Best practices
Refer to these best practices when using Cloud Data Ingestion.
Understanding the UPDATED_AT column
UPDATED_AT is relevant for data warehouse integrations only, not for S3 syncs.
In your initial setup, you created the UPDATED_AT column in your table or view. Each time a sync runs, Braze looks for rows that have not previously been synced by using this column. Any rows where UPDATED_AT is later than the last UPDATED_AT timestamp from the previous successful sync run will be selected and pulled into Braze.
Braze CDI will sync rows strictly based on the UPDATED_AT value, regardless of whether the row content is the same as what’s currently in Braze. Given that, we recommend using UPDATED_AT properly to only sync new or updated data to avoid unnecessary data point usage.
Example: Recurring sync
To illustrate how UPDATED_AT is used in a CDI sync, consider this example recurring sync for updating user attributes:
Recurring sync, first run on July 2, 2022 at 12 pm
| UPDATED_AT | EXTERNAL_ID | PAYLOAD |
|---|---|---|
2022-07-17 08:30:00 |
customer_1234 |
{ “attribute_1”:”abcdefg”, “attribute_2”: { “attribute_a”:”example_value_1”, “attribute_b”:”example_value_1” }, “attribute_3”:”2019-07-16T19:20:30+1:00” } |
2022-07-18 11:59:23 |
customer_3456 |
{ “attribute_1”:”abcdefg”, “attribute_2”:42, “attribute_3”:”2019-07-16T19:20:30+1:00”, “attribute_5”:”testing” } |
2022-07-19 09:07:23 |
customer_5678 |
{ “attribute_1”:”abcdefg”, “attribute_4”:true, “attribute_5”:”testing_123” } |
All rows are synced because this is the first run for the sync. The last UPDATED_AT for this sync is now set at 2022-07-19 09:07:23.

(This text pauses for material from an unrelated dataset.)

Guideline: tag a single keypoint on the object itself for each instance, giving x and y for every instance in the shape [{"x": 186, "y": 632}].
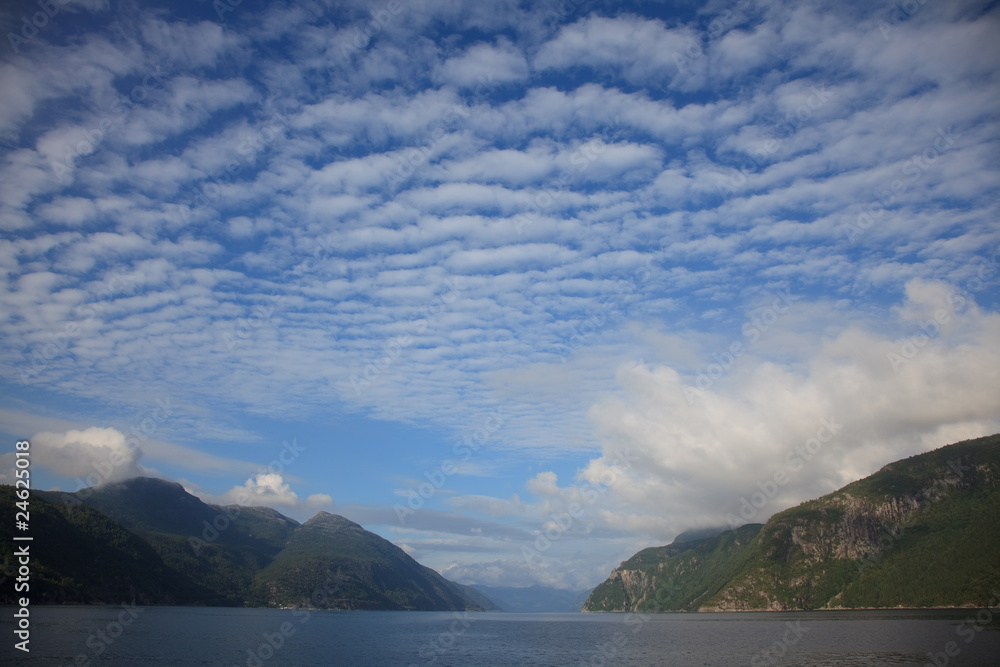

Recurring sync, second run on July 20, 2022 at 12 pm
| UPDATED_AT | EXTERNAL_ID | PAYLOAD |
|---|---|---|
2022-07-17 08:30:00 |
customer_1234 |
{ “attribute_1”:”abcdefg”, “attribute_2”: { “attribute_a”:”example_value_2”, “attribute_b”:”example_value_2” }, “attribute_3”:”2019-07-16T19:20:30+1:00” } |
2022-07-18 11:59:23 |
customer_3456 |
{ “attribute_1”:”abcdefg”, “attribute_2”:42, “attribute_3”:”2019-07-16T19:20:30+1:00”, “attribute_5”:”testing” } |
2022-07-19 09:07:23 |
customer_5678 |
{ “attribute_1”:”abcdefg”, “attribute_4”:true, “attribute_5”:”testing_123” } |
2022-07-16 00:25:30 |
customer_9012 |
{ “attribute_1”:”abcdefg”, “attribute_4”:false, “attribute_5”:”testing_123” } |
A row was added, but the UPDATED_AT value is earlier than 2022-07-19 09:07:23 (stored from the first run). As a result, none of these rows will be synced in this run. The last UPDATED_AT for the sync is unchanged by this run, and remains as 2022-07-19 09:07:23.
Recurring sync, third run on July 21, 2022 at 12 pm
| UPDATED_AT | EXTERNAL_ID | PAYLOAD |
|---|---|---|
2022-07-17 08:30:00 |
customer_1234 |
{ “attribute_1”:”abcdefg”, “attribute_2”: { “attribute_a”:”example_value_1”, “attribute_b”:”example_value_1” }, “attribute_3”:”2019-07-16T19:20:30+1:00” } |
2022-07-18 11:59:23 |
customer_3456 |
{ “attribute_1”:”abcdefg”, “attribute_2”:42, “attribute_3”:”2019-07-16T19:20:30+1:00”, “attribute_5”:”testing” } |
2022-07-19 09:07:23 |
customer_5678 |
{ “attribute_1”:”abcdefg”, “attribute_4”:true, “attribute_5”:”testing_123” } |
2022-07-16 00:25:30 |
customer_9012 |
{ “attribute_1”:”xyz”, “attribute_4”:false, “attribute_5”:”testing_123” } |
2022-07-21 08:30:00 |
customer_1234 |
{ “attribute_1”:”abcdefg”, “attribute_2”: { “attribute_a”:”example_value_2”, “attribute_b”:”example_value_2” }, “attribute_3”:”2019-07-20T19:20:30+1:00” } |
In this third run, another new row was added. Now, one row has an UPDATED_AT value later than 2022-07-19 09:07:23, which means only one row will sync. The last UPDATED_AT is now set as 2022-07-21 08:30:00.
UPDATED_AT values are allowed to be even later than the run start time for a given sync. However, this is not recommended as it pushes the last UPDATED_AT timestamp “into the future” and subsequent syncs will not sync earlier values.
Use a UTC timestamp for the UPDATED_AT column
The UPDATED_AT column should be in UTC to prevent issues with daylight savings time. Prefer UTC-only functions, such as SYSDATE() instead of CURRENT_DATE() whenever possible.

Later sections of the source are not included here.